Links to Relevant Papers:
References:
- Kerstetter JE, Gaffney ED, O’ Brien O, et al. Dietary Protein increases intestinal calcium absorption and improves bone balance: An hypothesis. In Burckhardt P, Heaney R, Dawson-Hughes B. Proceedings of the International Symposium on Nutritional Aspects of Osteoporosis, 4-6 May 2006, Lausanne, Switzerland. Elsevier, 2007, pp 204-216.

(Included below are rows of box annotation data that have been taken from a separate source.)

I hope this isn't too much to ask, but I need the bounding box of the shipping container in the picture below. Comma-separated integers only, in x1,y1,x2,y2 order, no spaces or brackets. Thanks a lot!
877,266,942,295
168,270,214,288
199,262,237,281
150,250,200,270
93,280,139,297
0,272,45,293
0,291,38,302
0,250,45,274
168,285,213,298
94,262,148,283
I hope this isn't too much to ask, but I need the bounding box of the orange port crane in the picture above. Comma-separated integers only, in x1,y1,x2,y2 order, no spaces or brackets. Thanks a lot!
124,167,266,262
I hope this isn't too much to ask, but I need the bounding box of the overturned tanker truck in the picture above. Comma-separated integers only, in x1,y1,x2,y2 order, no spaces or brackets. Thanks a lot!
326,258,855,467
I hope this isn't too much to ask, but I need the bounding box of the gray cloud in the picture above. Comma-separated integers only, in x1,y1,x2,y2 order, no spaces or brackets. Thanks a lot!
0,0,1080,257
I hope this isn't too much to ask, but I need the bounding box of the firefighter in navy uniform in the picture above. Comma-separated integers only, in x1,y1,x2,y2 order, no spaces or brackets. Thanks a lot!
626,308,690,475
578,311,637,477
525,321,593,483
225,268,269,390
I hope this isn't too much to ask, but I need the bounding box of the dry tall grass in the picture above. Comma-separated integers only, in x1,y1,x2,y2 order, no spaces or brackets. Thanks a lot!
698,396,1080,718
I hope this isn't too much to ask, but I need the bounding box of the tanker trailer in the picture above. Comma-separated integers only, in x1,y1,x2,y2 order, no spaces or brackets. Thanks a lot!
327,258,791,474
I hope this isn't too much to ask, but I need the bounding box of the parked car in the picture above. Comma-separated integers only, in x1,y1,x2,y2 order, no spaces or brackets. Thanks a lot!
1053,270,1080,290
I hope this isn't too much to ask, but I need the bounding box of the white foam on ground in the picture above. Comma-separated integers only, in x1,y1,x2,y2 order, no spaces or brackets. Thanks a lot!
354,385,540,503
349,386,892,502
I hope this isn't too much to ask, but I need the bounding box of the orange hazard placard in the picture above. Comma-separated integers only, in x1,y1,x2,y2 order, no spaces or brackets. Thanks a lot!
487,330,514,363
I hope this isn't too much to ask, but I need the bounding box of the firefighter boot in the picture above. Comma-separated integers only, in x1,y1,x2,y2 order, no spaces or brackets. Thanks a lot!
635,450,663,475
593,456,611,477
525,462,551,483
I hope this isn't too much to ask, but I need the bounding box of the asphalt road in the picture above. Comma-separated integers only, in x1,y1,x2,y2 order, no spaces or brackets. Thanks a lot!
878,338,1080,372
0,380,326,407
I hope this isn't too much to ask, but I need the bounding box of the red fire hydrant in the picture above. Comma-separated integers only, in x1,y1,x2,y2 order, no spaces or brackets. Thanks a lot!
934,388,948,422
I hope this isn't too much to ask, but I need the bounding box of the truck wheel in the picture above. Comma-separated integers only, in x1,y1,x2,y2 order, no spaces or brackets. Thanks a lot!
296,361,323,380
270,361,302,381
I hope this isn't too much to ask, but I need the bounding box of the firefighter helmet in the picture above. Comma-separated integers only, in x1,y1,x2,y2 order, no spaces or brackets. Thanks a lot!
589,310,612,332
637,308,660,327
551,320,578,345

- Dawson-Hughes B. Protein intake and calcium absorption – Potential role of the calcium sensor receptor. In Burckhardt P, Heaney R, Dawson-Hughes B. Proceedings of the International Symposium on Nutritional Aspects of Osteoporosis, 4-6 May 2006, Lausanne, Switzerland. Elsevier, 2007, pp 217-227.
- Sebastian A. Dietary protein content and the diet’s net acid load: opposing effects on bone health. Am J Clin Nutr. 2005 Nov;82(5):921-2.
- Bohn T, Davidsson L, Walczyk T, Hurrell RF. Phytic acid added to white-wheat bread inhibits fractional apparent magnesium absorption in humans. Am J Clin Nutr. 2004 Mar;79(3):418-23.
- Cordain L. Cereal grains: humanity’s double edged sword. World Rev Nutr Diet 1999; 84:19-73.
- DeFronzo RA, Cooke CR, Andres R, Faloona GR, Davis PJ. The effect of insulin on renal handling of sodium, potassium, calcium, and phosphate in man. J Clin Invest 1975;55:845–55.